A l’occasion d’un stage d’une semaine à la rubrique Sciences du quotidien Le Monde, Marco Zito se découvre une seconde passion : celle d’écrire et de partager ses connaissances. Pendant trois ans il signe une chronique hebdomadaire « Les coulisses de la paillasse » dans les pages du quotidien, puis publie deux livres de vulgarisation : Dans le tourbillon des particules et Supernova, le dernier éclat de l’étoile disparue. « J’ai toujours aimé écrire et j’espère pouvoir continuer. C’est une façon de prendre du recul, c’est aussi très formateur d’être forcé à imager ses propos », souligne l’auteur. « D’autre part, écrire sur les supernovae m’a montré à quel point j’étais ignorant de tas de choses. Notre spécialisation est tellement poussée qu’on en devient étanche aux autres domaines scientifiques. Pourtant il est important de se connecter à des secteurs éloignés. Le concept du boson de Higgs nous a été soufflé par les physiciens du solide, celui de la symétrie par des mathématiciens passionnés du 19ème siècle. » fait-il remarquer.

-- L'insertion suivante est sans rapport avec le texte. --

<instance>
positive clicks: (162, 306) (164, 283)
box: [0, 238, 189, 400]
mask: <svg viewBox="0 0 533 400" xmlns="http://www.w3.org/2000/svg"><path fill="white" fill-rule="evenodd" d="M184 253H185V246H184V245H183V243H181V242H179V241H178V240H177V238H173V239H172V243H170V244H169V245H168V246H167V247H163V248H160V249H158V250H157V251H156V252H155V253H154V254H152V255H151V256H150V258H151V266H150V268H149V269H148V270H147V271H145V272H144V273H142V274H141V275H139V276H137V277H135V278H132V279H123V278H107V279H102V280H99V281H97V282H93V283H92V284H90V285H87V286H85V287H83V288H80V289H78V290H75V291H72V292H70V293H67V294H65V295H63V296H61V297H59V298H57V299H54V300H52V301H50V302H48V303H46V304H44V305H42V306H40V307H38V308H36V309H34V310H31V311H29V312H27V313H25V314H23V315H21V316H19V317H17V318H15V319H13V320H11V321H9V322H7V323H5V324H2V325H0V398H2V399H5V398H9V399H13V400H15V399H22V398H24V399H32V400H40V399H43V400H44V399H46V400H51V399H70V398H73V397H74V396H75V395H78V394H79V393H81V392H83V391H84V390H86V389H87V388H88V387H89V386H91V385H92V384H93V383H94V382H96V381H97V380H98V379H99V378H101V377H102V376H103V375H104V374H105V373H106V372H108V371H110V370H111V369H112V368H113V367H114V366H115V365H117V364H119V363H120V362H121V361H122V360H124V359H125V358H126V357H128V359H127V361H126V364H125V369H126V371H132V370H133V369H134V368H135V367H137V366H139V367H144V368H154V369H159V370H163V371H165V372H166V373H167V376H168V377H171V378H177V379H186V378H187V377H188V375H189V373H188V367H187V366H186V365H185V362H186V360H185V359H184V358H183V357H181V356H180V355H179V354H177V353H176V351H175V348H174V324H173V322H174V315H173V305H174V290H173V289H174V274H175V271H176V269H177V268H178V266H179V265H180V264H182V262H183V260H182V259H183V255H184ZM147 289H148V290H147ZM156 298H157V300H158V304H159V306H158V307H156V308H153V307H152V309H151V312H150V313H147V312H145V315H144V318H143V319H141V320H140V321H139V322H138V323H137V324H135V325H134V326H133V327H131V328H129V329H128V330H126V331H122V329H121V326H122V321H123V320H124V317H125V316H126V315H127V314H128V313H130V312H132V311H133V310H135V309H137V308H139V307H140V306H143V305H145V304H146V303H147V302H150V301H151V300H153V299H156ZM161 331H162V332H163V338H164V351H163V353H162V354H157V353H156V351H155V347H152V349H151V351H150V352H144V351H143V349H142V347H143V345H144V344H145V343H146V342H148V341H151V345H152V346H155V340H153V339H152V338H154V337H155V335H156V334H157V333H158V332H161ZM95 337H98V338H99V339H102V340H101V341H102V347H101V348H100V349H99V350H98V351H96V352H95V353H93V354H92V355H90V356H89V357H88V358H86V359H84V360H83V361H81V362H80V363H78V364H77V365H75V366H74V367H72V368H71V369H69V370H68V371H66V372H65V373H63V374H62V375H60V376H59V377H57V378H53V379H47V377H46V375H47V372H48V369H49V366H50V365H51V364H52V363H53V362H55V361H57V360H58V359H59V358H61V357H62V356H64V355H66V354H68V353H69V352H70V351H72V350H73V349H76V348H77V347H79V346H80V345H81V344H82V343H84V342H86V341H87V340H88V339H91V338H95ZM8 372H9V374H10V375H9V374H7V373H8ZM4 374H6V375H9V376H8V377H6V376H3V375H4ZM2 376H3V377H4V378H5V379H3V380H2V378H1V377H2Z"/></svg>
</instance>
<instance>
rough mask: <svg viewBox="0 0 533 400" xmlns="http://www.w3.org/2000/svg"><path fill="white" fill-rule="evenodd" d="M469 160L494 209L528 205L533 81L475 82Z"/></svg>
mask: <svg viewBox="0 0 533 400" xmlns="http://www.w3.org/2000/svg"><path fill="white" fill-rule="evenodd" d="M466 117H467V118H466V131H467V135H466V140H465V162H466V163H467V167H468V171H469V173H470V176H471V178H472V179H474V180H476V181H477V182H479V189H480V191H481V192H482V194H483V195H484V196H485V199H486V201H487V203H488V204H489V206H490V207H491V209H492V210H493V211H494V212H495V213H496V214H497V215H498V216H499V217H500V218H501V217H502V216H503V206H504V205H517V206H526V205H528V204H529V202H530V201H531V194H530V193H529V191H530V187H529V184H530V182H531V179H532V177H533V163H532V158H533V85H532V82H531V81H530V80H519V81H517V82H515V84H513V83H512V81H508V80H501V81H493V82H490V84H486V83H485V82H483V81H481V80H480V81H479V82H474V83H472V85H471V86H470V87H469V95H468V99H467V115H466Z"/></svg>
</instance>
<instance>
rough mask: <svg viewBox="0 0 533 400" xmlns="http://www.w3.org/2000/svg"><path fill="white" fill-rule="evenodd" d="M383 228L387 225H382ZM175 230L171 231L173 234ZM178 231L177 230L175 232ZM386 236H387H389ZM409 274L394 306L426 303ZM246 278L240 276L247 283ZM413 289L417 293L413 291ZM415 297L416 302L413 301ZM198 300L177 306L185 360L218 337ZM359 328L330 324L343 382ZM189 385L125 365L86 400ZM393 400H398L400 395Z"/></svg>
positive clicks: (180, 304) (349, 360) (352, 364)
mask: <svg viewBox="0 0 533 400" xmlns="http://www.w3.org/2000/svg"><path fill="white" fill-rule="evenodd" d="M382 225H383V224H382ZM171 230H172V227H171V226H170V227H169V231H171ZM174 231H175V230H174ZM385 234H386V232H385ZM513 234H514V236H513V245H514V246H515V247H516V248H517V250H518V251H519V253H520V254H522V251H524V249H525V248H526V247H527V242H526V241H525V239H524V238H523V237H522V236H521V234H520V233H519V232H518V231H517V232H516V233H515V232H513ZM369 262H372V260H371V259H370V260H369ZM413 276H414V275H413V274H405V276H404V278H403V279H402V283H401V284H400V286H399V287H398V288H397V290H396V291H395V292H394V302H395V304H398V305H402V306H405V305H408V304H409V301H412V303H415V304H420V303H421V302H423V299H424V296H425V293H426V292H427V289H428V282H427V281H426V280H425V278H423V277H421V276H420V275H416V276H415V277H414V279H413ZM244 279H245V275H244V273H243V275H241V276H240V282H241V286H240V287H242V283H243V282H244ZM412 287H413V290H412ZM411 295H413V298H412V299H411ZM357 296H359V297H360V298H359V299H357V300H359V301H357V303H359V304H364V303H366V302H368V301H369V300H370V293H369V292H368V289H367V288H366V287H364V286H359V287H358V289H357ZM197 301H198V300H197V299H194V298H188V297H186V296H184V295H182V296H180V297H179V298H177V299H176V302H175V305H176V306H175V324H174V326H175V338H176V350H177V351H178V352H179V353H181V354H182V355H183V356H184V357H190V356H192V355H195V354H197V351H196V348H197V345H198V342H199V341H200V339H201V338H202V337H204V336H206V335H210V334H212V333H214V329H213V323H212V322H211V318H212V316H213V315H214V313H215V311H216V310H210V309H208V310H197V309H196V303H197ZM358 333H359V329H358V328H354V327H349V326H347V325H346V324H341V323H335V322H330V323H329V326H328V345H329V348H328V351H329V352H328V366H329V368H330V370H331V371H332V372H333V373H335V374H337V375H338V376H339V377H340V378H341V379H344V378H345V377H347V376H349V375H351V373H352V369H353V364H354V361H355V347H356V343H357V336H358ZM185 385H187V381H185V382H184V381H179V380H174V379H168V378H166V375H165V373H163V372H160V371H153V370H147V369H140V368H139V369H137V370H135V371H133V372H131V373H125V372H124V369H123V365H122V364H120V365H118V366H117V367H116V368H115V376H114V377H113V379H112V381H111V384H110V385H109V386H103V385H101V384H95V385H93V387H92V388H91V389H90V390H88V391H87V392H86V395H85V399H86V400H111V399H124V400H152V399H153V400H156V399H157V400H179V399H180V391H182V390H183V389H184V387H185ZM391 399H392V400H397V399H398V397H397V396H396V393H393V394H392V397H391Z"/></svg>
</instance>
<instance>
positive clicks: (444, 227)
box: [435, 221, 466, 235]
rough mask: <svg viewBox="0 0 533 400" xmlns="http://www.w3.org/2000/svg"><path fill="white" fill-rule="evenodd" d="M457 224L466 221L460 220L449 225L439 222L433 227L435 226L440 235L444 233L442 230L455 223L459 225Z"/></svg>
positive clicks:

Un laboratoire d’une très grande richesse scientifique

Cette ouverture, le nouveau directeur d’unité compte bien la retrouver et l’encourager aux commandes du LPNHE. « C’est un laboratoire d’une très grande richesse scientifique, avec des programmes qui vont de l’énergie noire à la physique du LHC en passant par les rayons cosmiques. Qui plus est, il est implanté sur le campus bouillonnant de Jussieu » se félicite Marco Zito qui connaît bien ce laboratoire pour en avoir fréquenté les chercheurs sur des expériences communes depuis le début de sa carrière. Il n’avait pas spécialement prévu de se retrouver à sa tête, en convient-il. Mais il est homme à saisir les occasions quand elles se présentent. « Tout planifier dans la vie serait trop triste ; il faut savoir aussi se laisser porter » conclut le nouveau directeur, heureux de mettre son expérience au service d'un laboratoire débordant d'idées et d'énergie.